Soft-linking of improved spatiotemporal capacity expansion model with a power flow analysis for increased integration of renewable energy sources into interconnected archipelago

This present study offers a novel approach for the improvement of energy planning. This has become increasingly important as higher penetration of variable energy resources and increased interconnection between the different energy sectors require more detailed planning in terms of spatiotemporal modeling in comparison to the presently available approaches. In this study, we present a method that soft-linked the energy planning and power flow models, which enabled fast and reliable solving of optimization problems. A linear continuous optimization model was used for the energy system optimization and the non-linear problem for the power system analysis. The method is used to compare different energy planning scenarios; further, this also offers the possibility for implementation assessment of the proposed scenarios. The method was applied to interconnected islands for five different scenarios. It was determined that the detailed spatial approach resulted in 26.7% higher total system costs, 3.3 times lower battery capacity, and 14.9 MW higher renewable energy generation capacities installed than in the coarser spatial representation. Moreover, the results of the power flow model indicated that the highest voltage deviation was 16% higher than the nominal voltage level.
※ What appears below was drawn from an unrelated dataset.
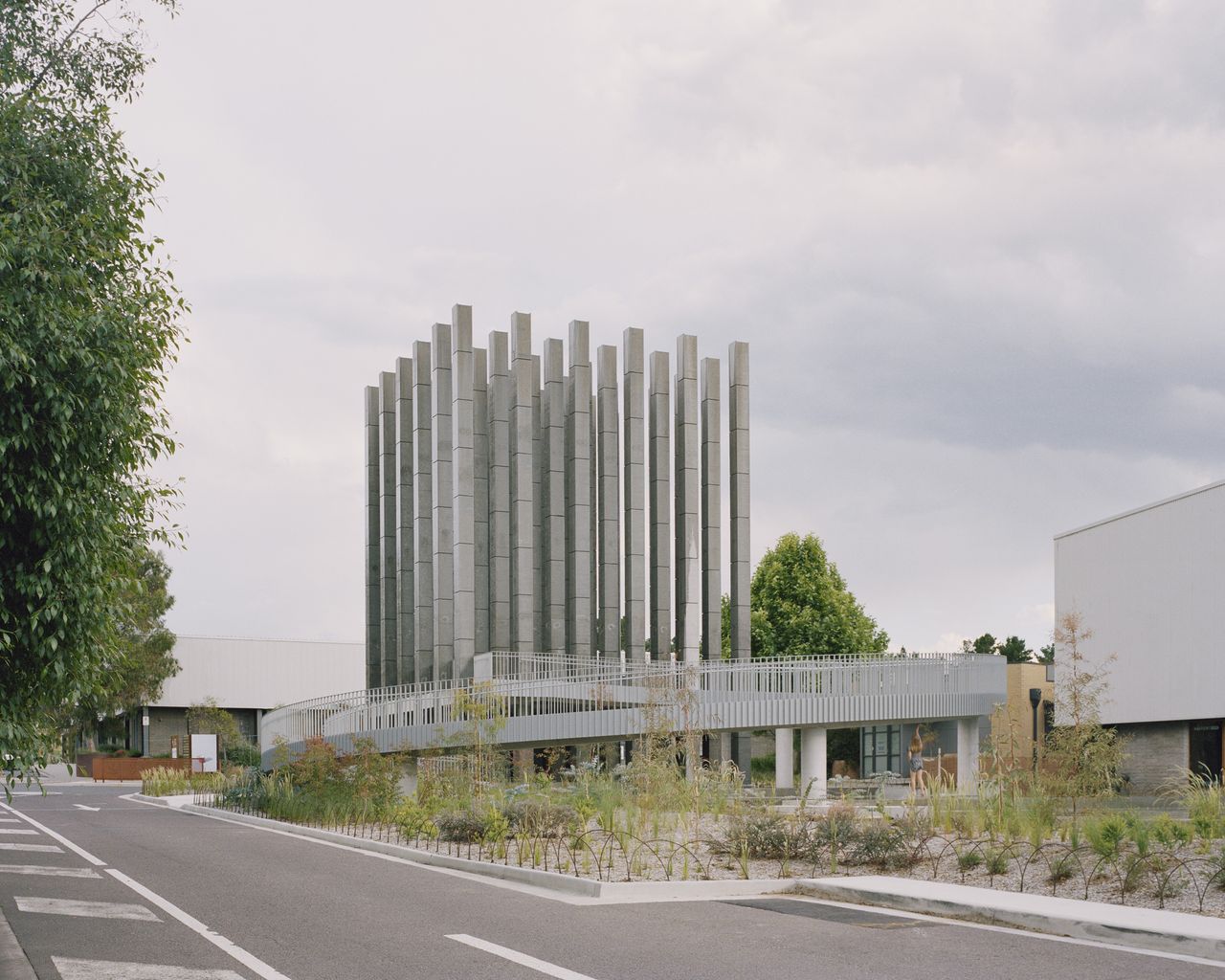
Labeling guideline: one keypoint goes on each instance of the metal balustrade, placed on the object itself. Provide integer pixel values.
(549, 699)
This indicates the need for inclusion of implementation possibility assessments of energy planning scenarios.

Automated summary

This study introduces a method that soft-links energy planning and power flow models to compare different energy planning scenarios and assess implementation possibilities. Applied to interconnected islands, the method revealed that a detailed spatial approach can reduce battery capacity and increase renewable energy generation capacity, but also result in higher total system costs. Results from the power flow model showed that the highest voltage deviation was 16% higher than the nominal voltage level.